On the 30th of October 2002, Michael Dirda was a featured speaker in the 'Books and Ideas' series at Montgomery College. I wrote down some of the funny things that were said.
Michael Dirda was introduced by two speakers: Dr. Myrna Goldenberg and Mrs. Carolyn Terry. They praised Mr. Dirda highly; Dr. Goldenberg said, in reference to a workshop series a couple years ago, "The one [where people] covered every inch of floor space ... was Michael Dirda's."
The featured speaker began by pointing out that he moved around a bit while he spoke, and he might get out of range of the microphone. "If I move around ... signal wildly if you can't hear me". He then said, "I hope you brought a picnic lunch, because this is my speech", holding up a imposingly thick book. His speech was not on the listed topic; it was on the memoir he had just written and was about to send to the publishers. He read some passages from it, concerning three events in his life. I do not clearly remember all three, but I distinctly recall the story of his disliked 9th grade English teacher. "Ms. Edwards believed in grammar, discipline, and purple dresses." They called her the Purple Cow. In one of the early classes, she was expounding on the importance of grammar, and Michael Dirda said that he didn't see the point in it; he thought that you learned English by reading a lot of books and paying attention to the sentences. This sentiment, though true, annoyed Ms. Edwards severely. He set out that semester planning to aggravate her as much as possible.

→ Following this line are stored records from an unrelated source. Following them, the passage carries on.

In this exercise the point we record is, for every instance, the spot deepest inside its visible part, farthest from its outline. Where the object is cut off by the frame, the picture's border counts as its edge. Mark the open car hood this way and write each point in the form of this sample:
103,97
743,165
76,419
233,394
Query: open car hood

When the first book report was due (book reports had to be read aloud to the class, btw) on 'a work of fiction', and Michael Dirda was at last called up, he said "My book report is on," with a dramatic pause, War and Peace. Complete and Unabridged. And he then commenced his report, which clearly showed that he had read the book, and the PC (Purple Cow) was forced to give him an A. A later report on a work of nonfiction, he came out writing about The Communist Manifesto! That landed him in the pricipal's office for sure.
"My cardinal rule was :'Never do the Expected'". When he reviewed Huxley's Brave New World, he went into such detail about the test-tube babies that "Ms. Edwards turned as purple as her dress", and he landed in the pricipal's office again. The pricipal asked him if he wanted to get a D in the class. He didn't much care; "To my eye, a well-placed D or two softened [a mass of] As".
Some other quotes:
At the end, Dr. Goldenberg presented a gift to Mr. Dirda, "Writers drink a lot of coffee, and need pencils, especially with 'Montgomery College" on them."